Biologist Michael Levin argues intelligence is a continuum across cells, machines, and minds, all 'interfaces' to a Platonic space of patterns.

Michael Levin — A developmental and synthetic biologist who runs labs at Tufts University studying intelligence, agency, memory, and the nature of life. He is known for building novel organisms like xenobots and anthrobots and for theories of bioelectric morphogenesis and diverse minds.

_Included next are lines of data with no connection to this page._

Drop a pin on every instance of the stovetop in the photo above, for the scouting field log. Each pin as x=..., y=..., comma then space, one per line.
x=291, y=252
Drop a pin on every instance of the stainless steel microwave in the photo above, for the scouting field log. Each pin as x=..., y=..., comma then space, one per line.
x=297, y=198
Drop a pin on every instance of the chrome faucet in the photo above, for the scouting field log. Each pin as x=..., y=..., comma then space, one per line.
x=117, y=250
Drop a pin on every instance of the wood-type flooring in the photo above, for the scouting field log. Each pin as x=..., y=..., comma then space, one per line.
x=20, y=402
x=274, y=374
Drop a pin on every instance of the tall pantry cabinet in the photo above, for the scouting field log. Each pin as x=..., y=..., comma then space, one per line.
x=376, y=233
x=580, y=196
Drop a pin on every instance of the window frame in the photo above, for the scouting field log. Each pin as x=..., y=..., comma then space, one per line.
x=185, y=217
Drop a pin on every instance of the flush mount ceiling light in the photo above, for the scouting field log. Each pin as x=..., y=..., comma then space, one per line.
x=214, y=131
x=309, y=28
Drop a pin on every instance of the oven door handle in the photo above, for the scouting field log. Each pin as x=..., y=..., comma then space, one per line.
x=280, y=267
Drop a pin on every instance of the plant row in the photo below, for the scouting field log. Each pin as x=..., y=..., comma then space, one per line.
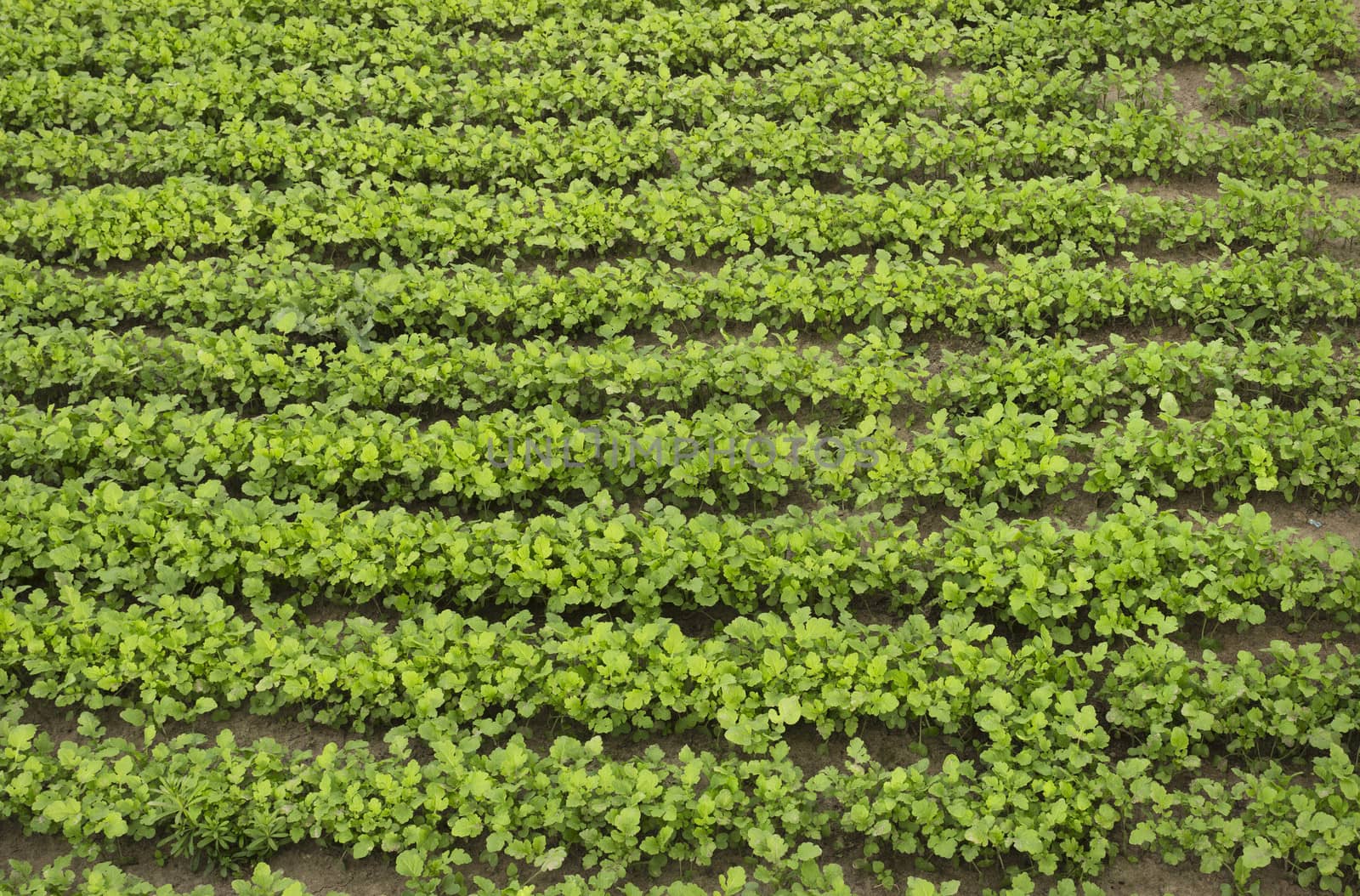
x=105, y=879
x=711, y=458
x=677, y=218
x=826, y=90
x=1295, y=94
x=94, y=20
x=183, y=658
x=702, y=40
x=1135, y=569
x=867, y=373
x=1182, y=710
x=1121, y=142
x=1031, y=294
x=230, y=804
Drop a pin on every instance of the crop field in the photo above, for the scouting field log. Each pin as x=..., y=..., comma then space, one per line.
x=826, y=448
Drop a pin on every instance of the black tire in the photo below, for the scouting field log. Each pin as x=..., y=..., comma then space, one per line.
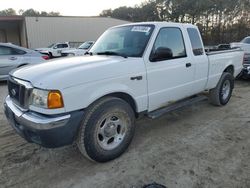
x=216, y=96
x=89, y=140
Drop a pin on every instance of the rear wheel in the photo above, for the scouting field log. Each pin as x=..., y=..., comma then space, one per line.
x=107, y=129
x=222, y=93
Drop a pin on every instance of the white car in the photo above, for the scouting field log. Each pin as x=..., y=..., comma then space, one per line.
x=81, y=50
x=12, y=57
x=54, y=50
x=136, y=69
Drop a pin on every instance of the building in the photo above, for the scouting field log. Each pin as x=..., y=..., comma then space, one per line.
x=35, y=32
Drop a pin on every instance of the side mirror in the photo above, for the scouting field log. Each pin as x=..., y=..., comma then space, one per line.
x=161, y=53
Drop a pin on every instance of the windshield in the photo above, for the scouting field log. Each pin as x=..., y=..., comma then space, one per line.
x=85, y=45
x=129, y=41
x=50, y=46
x=246, y=40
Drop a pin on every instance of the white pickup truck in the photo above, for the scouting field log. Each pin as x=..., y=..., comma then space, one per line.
x=136, y=69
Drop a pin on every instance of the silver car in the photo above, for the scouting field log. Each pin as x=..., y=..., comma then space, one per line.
x=12, y=57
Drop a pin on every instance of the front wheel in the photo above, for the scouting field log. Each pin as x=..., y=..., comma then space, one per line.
x=107, y=129
x=222, y=93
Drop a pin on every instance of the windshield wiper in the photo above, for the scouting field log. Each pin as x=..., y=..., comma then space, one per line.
x=88, y=53
x=112, y=53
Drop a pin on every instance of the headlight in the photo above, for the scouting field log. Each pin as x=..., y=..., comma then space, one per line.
x=47, y=99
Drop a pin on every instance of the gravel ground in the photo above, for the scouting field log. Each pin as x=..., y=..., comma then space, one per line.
x=201, y=146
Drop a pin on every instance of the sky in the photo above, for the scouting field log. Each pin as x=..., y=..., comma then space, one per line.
x=68, y=7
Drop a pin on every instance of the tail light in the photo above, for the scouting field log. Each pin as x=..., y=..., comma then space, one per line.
x=45, y=57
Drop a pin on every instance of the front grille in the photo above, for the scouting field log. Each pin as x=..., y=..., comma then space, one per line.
x=18, y=92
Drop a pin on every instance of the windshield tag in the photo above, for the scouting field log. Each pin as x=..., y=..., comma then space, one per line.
x=143, y=29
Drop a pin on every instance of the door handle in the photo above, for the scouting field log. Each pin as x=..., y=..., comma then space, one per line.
x=188, y=64
x=12, y=58
x=136, y=78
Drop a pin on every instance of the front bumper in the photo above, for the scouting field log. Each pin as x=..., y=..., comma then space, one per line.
x=46, y=130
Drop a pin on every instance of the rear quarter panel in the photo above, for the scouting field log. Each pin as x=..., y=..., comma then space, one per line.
x=219, y=61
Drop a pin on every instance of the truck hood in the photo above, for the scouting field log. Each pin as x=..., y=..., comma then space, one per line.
x=68, y=72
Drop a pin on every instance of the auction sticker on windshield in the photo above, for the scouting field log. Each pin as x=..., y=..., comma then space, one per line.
x=143, y=29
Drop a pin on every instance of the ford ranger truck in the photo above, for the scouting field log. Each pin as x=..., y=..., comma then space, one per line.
x=134, y=69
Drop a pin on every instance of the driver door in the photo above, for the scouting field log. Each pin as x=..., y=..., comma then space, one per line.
x=171, y=77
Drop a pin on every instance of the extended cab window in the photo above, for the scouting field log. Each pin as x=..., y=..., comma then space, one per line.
x=195, y=41
x=169, y=44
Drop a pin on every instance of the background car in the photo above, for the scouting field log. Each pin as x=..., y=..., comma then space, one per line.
x=81, y=50
x=12, y=56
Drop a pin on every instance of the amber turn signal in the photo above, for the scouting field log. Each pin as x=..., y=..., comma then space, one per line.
x=55, y=100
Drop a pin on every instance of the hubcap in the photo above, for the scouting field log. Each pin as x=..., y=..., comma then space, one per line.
x=225, y=90
x=111, y=131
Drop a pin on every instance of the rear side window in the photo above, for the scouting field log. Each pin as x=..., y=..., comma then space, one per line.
x=4, y=50
x=195, y=41
x=171, y=40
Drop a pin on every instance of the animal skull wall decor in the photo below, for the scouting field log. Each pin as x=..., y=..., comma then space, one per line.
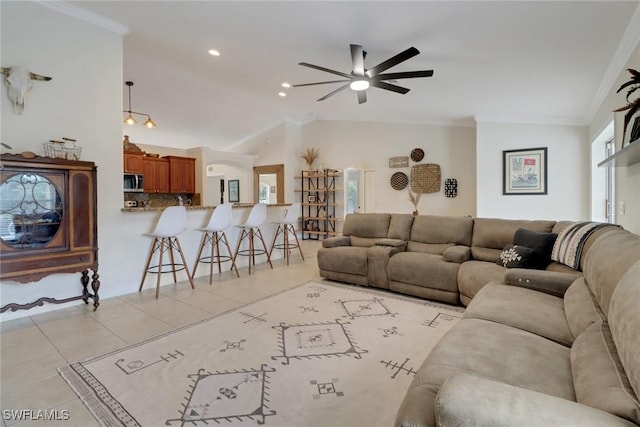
x=19, y=81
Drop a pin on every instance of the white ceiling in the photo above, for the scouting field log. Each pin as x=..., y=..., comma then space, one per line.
x=511, y=61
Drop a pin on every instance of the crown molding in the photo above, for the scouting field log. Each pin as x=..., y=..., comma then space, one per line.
x=85, y=15
x=628, y=44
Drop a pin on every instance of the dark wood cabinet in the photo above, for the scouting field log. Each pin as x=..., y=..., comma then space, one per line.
x=48, y=222
x=133, y=162
x=182, y=174
x=156, y=175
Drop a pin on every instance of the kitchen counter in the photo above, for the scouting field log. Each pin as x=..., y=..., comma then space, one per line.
x=198, y=208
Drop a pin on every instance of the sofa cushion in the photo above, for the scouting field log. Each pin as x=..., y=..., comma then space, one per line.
x=598, y=377
x=490, y=235
x=541, y=243
x=515, y=256
x=580, y=308
x=624, y=322
x=620, y=249
x=372, y=226
x=426, y=270
x=536, y=312
x=343, y=259
x=400, y=226
x=444, y=230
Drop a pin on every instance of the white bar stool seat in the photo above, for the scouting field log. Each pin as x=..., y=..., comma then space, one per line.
x=287, y=227
x=251, y=230
x=214, y=234
x=172, y=222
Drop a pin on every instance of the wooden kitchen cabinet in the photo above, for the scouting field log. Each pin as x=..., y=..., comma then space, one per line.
x=155, y=174
x=182, y=174
x=133, y=162
x=48, y=223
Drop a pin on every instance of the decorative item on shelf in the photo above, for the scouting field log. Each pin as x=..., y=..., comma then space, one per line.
x=399, y=181
x=310, y=155
x=399, y=162
x=417, y=154
x=450, y=187
x=414, y=198
x=426, y=178
x=130, y=120
x=631, y=128
x=65, y=149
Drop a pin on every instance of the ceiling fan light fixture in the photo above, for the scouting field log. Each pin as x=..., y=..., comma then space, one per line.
x=359, y=85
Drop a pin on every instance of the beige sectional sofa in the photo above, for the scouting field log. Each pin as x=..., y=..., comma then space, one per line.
x=553, y=347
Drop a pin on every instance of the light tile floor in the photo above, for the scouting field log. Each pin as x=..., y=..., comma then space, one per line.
x=32, y=348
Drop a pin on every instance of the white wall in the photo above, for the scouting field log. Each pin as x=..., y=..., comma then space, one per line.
x=568, y=171
x=83, y=101
x=343, y=144
x=627, y=178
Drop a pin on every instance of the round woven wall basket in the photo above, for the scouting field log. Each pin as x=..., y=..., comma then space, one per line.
x=399, y=181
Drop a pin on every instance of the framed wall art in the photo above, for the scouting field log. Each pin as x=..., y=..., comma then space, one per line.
x=234, y=191
x=524, y=171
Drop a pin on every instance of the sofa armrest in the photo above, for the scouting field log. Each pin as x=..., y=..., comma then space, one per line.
x=550, y=282
x=394, y=243
x=457, y=254
x=468, y=400
x=336, y=241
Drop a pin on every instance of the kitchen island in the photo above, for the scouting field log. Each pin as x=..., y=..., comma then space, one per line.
x=143, y=220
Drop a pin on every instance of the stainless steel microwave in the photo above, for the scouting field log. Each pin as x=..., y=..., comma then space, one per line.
x=133, y=183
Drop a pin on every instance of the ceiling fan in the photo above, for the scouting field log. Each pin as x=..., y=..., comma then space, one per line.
x=361, y=78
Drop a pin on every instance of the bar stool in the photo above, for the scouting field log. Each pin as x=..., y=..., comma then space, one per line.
x=287, y=227
x=214, y=234
x=172, y=222
x=251, y=229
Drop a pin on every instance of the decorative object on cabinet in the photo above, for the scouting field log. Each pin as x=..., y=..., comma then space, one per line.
x=65, y=149
x=310, y=155
x=450, y=187
x=633, y=106
x=130, y=120
x=319, y=203
x=417, y=154
x=524, y=171
x=414, y=198
x=234, y=191
x=425, y=178
x=399, y=181
x=48, y=223
x=399, y=162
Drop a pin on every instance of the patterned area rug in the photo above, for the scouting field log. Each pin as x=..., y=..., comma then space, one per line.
x=319, y=354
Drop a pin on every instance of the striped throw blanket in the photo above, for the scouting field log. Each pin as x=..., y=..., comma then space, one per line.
x=570, y=242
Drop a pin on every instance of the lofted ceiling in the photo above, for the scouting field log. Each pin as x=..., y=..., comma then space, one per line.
x=507, y=61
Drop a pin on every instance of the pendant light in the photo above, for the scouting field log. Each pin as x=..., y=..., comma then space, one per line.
x=130, y=120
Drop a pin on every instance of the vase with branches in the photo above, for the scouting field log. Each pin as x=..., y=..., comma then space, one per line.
x=414, y=198
x=310, y=155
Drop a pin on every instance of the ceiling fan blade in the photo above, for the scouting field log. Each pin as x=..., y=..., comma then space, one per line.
x=357, y=58
x=327, y=70
x=340, y=89
x=404, y=75
x=320, y=83
x=394, y=60
x=362, y=96
x=389, y=86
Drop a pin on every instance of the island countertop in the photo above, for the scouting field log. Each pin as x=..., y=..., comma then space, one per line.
x=197, y=208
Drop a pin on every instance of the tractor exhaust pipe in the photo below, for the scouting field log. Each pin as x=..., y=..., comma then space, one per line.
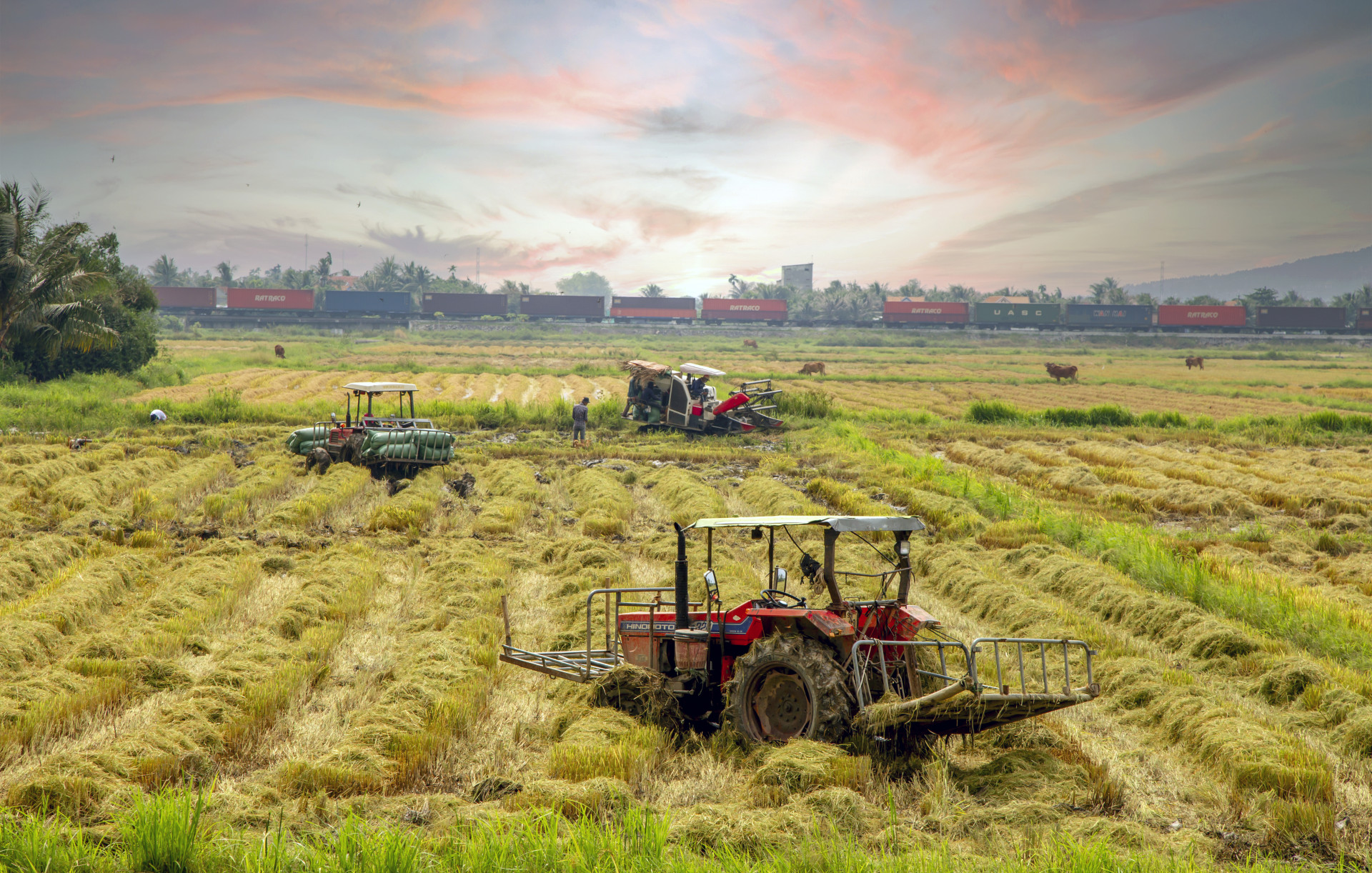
x=682, y=588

In his second appearance on the podcast, Michael Levin lays out a radical framework in which intelligence, agency, and mind exist on a continuum spanning molecules, cells, organisms, machines, and even algorithms, rather than being separated by hard categorical lines. He introduces concepts like the 'spectrum of persuadability,' the 'cognitive light cone' (the scale of the largest goal a system can pursue), and a 'Platonic space' that physical bodies act as interfaces or 'pointers' into. He describes empirical work with xenobots and anthrobots, bioelectric goal memories, gene regulatory networks that can learn, and sorting algorithms that display unexpected 'side quest' competencies like delayed gratification and clustering. Throughout, he stresses that cognitive claims are operational protocol claims that must be tested by experiment, and that humans suffer 'mind blindness' to the diverse intelligences around and within us. The conversation closes on his creative process, advice for unconventional scientists, and what he would ask a superintelligent AI.